FAQ
The default is set to 60s. many of my dfs -put commands would seem to
hang - and lowering the timeout (to 1s) seems to have made things a
whole lot better.



General curiosity - isn't 60s just huge for a rpc timeout? (a web search
indicates that nutch may be setting it to 10s - and even that seems
fairly large). Would love to get a backgrounder on why the default is
set to so large a value ..



Thanks,



Joydeep

Search Discussions

  • Devaraj Das at Sep 5, 2007 at 8:00 am
    This is to take care of cases where a particular server is too loaded to
    respond to client RPCs quick enough. Setting the timeout to a large value
    ensures that RPCs won't timeout that often and thereby potentially lead to
    lesser failures (for e.g., a map/reduce task kills itself when it fails to
    invoke an RPC on the tasktracker for three times in a row) and retries.
    -----Original Message-----
    From: Joydeep Sen Sarma
    Sent: Wednesday, September 05, 2007 12:26 PM
    To: hadoop-user@lucene.apache.org
    Subject: ipc.client.timeout

    The default is set to 60s. many of my dfs -put commands would
    seem to hang - and lowering the timeout (to 1s) seems to
    have made things a whole lot better.



    General curiosity - isn't 60s just huge for a rpc timeout? (a
    web search indicates that nutch may be setting it to 10s -
    and even that seems fairly large). Would love to get a
    backgrounder on why the default is set to so large a value ..



    Thanks,



    Joydeep
  • Joydeep Sen Sarma at Sep 13, 2007 at 7:14 pm
    I would love to use a lower timeout. It seems that retries are either
    buggy or missing in some cases - that cause lots of failures. The cases
    I can see right now (0.13.1):

    - namenode.complete: looks like it retries - but may not be idempotent?
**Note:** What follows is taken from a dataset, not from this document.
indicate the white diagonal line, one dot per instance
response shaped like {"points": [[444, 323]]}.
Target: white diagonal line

    org.apache.hadoop.ipc.RemoteException: java.io.IOException: Could not
    complete write to file
    /user/facebook/profiles/binary/users_joined/_task_0018_r_000003_0/.part-
    00003.crc by DFSClient_task_0018_r_000003_0
    at org.apache.hadoop.dfs.NameNode.complete(NameNode.java:353)


    - namenode.addBlock: no retry policy (looking at DFSClient.java)
    - namenode.mkdirs: no retry policy ('')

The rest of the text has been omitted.